1.什麼是One-Hot Encoding
One-Hot Encoding 也就是獨熱碼,直觀來說就是有多少個狀態就有多少比特,而且只有一個比特爲1,其他全爲0的一種碼制。在機器學習(Logistic Regression,SVM等)中對於離散型的分類型的數據,需要對其進行數字化比如說性別這一屬性,只能有男性或者女性或者其他這三種值,如何對這三個值進行數字化表達?一種簡單的方式就是男性爲0,女性爲1,其他爲2,這樣做有什麼問題?
使用上面簡單的序列對分類值進行表示後,進行模型訓練時可能會產生一個問題就是特徵的因爲數字值得不同影響模型的訓練效果,在模型訓練的過程中不同的值使得同一特徵在樣本中的權重可能發生變化,假如直接編碼成1000,是不是比編碼成1對模型的的影響更大。爲了解決上述的問題,使訓練過程中不受到因爲分類值表示的問題對模型產生的負面影響,引入獨熱碼對分類型的特徵進行獨熱碼編碼。

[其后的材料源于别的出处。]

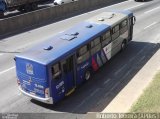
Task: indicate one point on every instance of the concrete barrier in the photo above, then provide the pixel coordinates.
(19, 22)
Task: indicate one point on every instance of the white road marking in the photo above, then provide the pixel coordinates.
(151, 10)
(134, 7)
(7, 70)
(106, 81)
(150, 25)
(119, 70)
(126, 74)
(115, 86)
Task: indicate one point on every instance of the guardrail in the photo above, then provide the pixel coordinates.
(20, 22)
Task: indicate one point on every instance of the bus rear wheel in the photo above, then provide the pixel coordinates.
(87, 75)
(1, 14)
(123, 45)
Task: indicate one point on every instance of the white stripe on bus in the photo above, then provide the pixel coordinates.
(7, 70)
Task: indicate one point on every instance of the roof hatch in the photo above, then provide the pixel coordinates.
(108, 16)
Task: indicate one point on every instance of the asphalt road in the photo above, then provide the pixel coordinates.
(97, 93)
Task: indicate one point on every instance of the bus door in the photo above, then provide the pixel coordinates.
(131, 23)
(68, 69)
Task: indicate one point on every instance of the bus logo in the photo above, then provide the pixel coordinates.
(29, 68)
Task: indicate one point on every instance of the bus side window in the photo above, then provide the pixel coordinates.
(83, 54)
(56, 72)
(115, 32)
(95, 45)
(123, 26)
(106, 38)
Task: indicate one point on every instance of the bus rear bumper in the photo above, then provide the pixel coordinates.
(44, 100)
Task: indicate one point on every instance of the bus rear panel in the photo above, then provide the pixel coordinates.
(32, 79)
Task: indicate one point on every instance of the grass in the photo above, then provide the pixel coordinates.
(149, 101)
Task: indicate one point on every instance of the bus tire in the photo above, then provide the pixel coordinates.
(87, 75)
(123, 45)
(27, 8)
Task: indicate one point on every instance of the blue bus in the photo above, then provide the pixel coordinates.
(53, 69)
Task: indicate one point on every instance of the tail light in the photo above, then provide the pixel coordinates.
(47, 93)
(18, 82)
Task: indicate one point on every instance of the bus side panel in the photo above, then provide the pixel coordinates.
(57, 90)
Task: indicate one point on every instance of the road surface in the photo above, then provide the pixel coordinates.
(97, 93)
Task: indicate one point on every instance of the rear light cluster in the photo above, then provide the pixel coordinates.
(47, 93)
(18, 82)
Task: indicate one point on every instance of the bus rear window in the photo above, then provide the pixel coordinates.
(56, 71)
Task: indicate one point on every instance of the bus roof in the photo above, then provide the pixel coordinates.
(67, 42)
(110, 18)
(63, 44)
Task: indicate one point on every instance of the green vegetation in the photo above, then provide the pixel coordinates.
(149, 101)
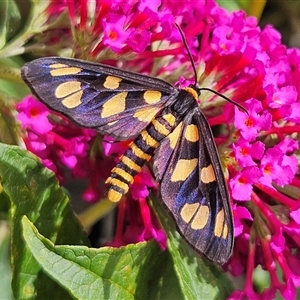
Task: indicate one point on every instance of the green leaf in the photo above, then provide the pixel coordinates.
(34, 191)
(9, 20)
(252, 8)
(5, 271)
(198, 278)
(35, 23)
(131, 272)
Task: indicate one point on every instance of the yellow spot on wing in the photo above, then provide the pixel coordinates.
(174, 135)
(208, 174)
(63, 70)
(112, 82)
(152, 97)
(219, 225)
(71, 92)
(145, 114)
(160, 127)
(183, 169)
(67, 88)
(191, 133)
(139, 152)
(201, 218)
(188, 210)
(114, 105)
(73, 100)
(150, 141)
(57, 66)
(170, 119)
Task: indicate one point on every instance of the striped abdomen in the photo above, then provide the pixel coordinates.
(139, 152)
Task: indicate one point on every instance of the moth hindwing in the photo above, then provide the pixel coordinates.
(165, 123)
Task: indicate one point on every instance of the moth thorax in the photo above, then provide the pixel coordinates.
(193, 92)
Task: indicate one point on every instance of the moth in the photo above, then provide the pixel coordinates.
(165, 123)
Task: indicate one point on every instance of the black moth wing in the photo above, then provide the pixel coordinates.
(115, 102)
(193, 187)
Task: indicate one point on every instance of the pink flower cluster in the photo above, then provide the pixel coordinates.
(234, 57)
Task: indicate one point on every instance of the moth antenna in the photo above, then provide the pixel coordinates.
(226, 98)
(195, 73)
(188, 51)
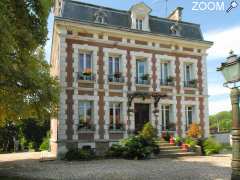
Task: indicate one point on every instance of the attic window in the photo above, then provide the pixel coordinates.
(100, 17)
(175, 29)
(139, 24)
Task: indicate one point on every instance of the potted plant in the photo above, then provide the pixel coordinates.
(117, 75)
(145, 77)
(178, 140)
(87, 72)
(170, 79)
(193, 82)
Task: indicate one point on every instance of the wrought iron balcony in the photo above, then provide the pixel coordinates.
(88, 77)
(116, 78)
(140, 80)
(190, 84)
(166, 82)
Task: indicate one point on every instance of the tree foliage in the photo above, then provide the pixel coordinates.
(221, 121)
(26, 87)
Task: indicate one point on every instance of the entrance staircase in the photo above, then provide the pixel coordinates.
(168, 150)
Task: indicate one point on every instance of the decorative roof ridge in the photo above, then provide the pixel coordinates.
(127, 12)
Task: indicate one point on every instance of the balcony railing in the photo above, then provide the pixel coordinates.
(88, 77)
(191, 83)
(116, 127)
(166, 82)
(114, 78)
(140, 80)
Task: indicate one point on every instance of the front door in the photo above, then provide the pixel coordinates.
(141, 116)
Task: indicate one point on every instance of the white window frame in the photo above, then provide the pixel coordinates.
(191, 65)
(113, 105)
(187, 113)
(85, 105)
(164, 76)
(85, 59)
(163, 114)
(138, 75)
(113, 64)
(139, 24)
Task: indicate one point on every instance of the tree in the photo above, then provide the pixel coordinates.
(221, 121)
(26, 87)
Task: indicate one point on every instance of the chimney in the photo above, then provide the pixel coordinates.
(176, 15)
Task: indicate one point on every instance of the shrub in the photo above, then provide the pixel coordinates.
(79, 154)
(45, 143)
(194, 131)
(115, 151)
(211, 146)
(178, 140)
(166, 136)
(148, 132)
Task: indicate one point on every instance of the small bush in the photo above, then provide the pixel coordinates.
(166, 136)
(115, 151)
(211, 146)
(79, 154)
(45, 143)
(178, 140)
(194, 131)
(148, 132)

2.One-Hot Encoding在Spark中的應用
2.1 數據集預覽
數據中字段含義如下:
affairs:Double //是否有婚外情
gender:String //性別
age:Double //年齡
yearsmarried:Double //婚齡
children:String //是否有小孩
religiousness:Double //宗教信仰程度(5分制,1分表示反對,5分表示非常信仰)
education:Double //學歷
occupation:Double //職業(逆向編號的戈登7種分類)
rating:Double //對婚姻的自我評分(5分制,1表示非常不幸福,5表示非常幸福)
2.2 加載數據集
val conf = new SparkConf().setMaster("local[4]").setAppName(getClass.getSimpleName).set("spark.testing.memory", "2147480000")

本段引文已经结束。